Trusts are actually pretty complicated and can be used for may things. Read more here.

If you are referring to government trust funds, then the answer is that they are merely bookkeeping conventions. The two biggest are the Social Security Trust Fund and the Medicare Trust Fund. They are, in effect, accounts holding enormous sums of money. most of the money in there exists in the form of United States Treasury Securities (i.e. bills, notes and bonds). When people pay their Social Security and Medicare taxes, the money goes into the trust fund, meaning that it’s used to pay for more securites that are held in the account. People’s Social Security and Medicare payments then come out of the account. The law allows money to be paid only so long as their is money in the trust fund.

Of course “trust fund” can also refer to private investments. Typically we think of private trust funds as being money that people put aside and invest for some future cause, such as retirement or college education.

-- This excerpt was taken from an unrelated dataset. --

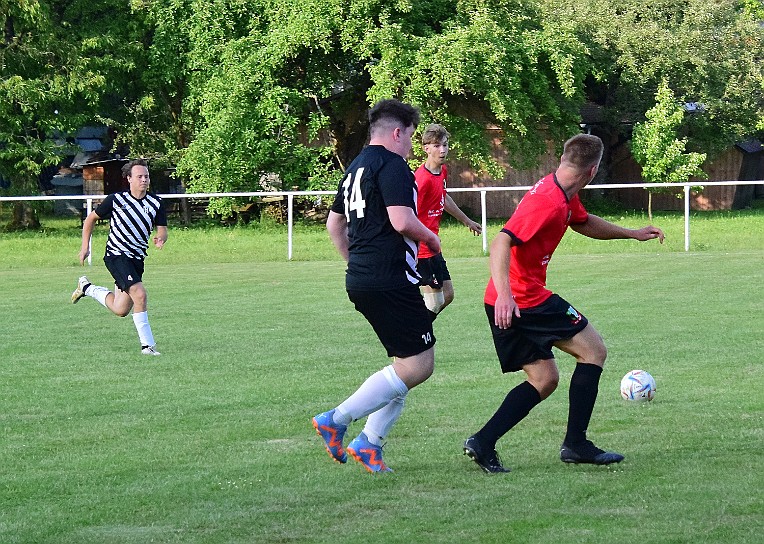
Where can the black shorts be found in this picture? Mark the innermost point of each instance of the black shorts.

IANAFinancial Analyst, but the bare bones is that a trust fund is property held in a trust. A trust is a legal structure by which one person (the trustor) gives financial control over property to another person or institution (the trustee). There are a number of reasons why trusts are set up. For example, say you’re a parent of a minor child, and you have substantial assets. If you die before your child is an adult, you probably wouldn’t want your teenager or pre-teen to try to manage those assets. So you put them in a trust and name a trustee to manage the assets on behalf of your child until he or she is old enough to do it for themselves. There can also be tax benefits to having your property held in trust rather than in your own name.

Thanks for the replies!

Is it kosher to tack on additional questions after the original question is answered? (Apologies to the mods if it isn’t, I’ll create a new thread)

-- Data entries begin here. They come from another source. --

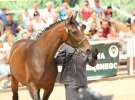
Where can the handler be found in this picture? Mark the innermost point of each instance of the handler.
(73, 74)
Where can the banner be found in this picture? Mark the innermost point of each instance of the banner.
(107, 63)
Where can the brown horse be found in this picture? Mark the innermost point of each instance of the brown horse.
(32, 61)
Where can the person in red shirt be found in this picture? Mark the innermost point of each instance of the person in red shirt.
(86, 11)
(107, 30)
(108, 12)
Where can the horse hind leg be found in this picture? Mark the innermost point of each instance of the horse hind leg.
(34, 92)
(14, 86)
(47, 93)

Is there a method by which one can use a trust fund to evade estate taxes? If you put your money into a trust fund for your children, do they get slapped with an estate tax if you die before the trust is executed? What if you’re still alive when the trust is executed?

Living Trusts

More detailed cite for the AB trust

Generally no. The IRS considers your estate to include every source of wealth, including revocable trusts. You can sometimes create an irrevocable trust which will remove the corpus (that money you contribute to the trust) from your taxable estate, but IIRC irrevocable trusts can only be set up for certain purposes (charity, education, etc.), and setting stuff up for your descendants doesn’t qualify.

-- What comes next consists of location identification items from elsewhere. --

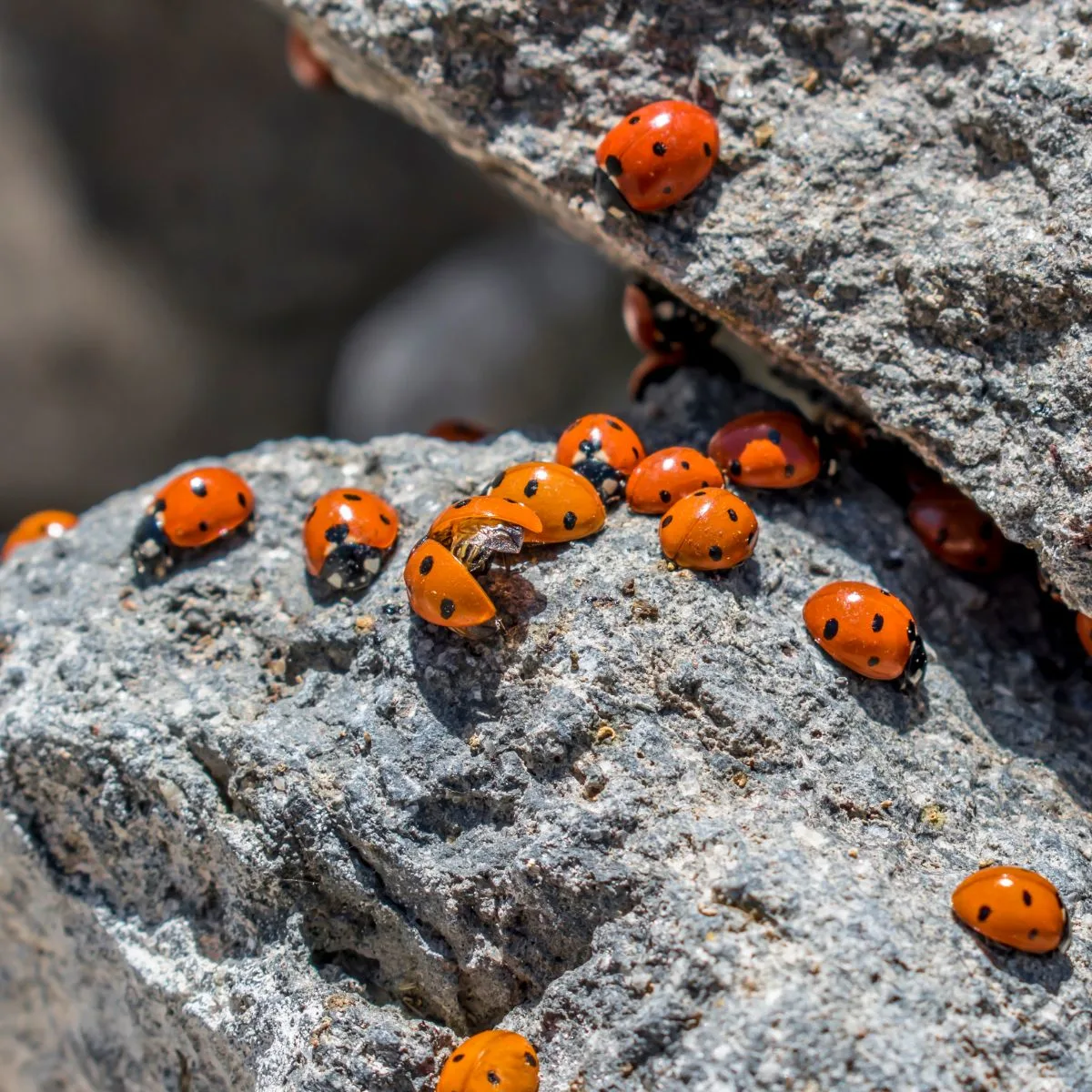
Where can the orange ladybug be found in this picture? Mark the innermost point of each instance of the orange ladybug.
(1013, 906)
(478, 528)
(655, 157)
(48, 523)
(711, 529)
(441, 589)
(769, 450)
(348, 535)
(457, 430)
(194, 509)
(669, 475)
(306, 66)
(867, 629)
(1085, 632)
(490, 1062)
(567, 503)
(602, 449)
(956, 530)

That said, the site Otto links describes an “A-B trust” which can double the estate tax exemption by taking advantage of both parents’ right of exemption. I have no reason to think that’s not valid, but I’m certainly not endorsing anything like that.

This is not my area – this response is constructed from my vaguely-remembered Decedants’ Estates class that I took in my very last semester of law school, and in which I received the worst grade of my law school career, so the above might be completely wrong.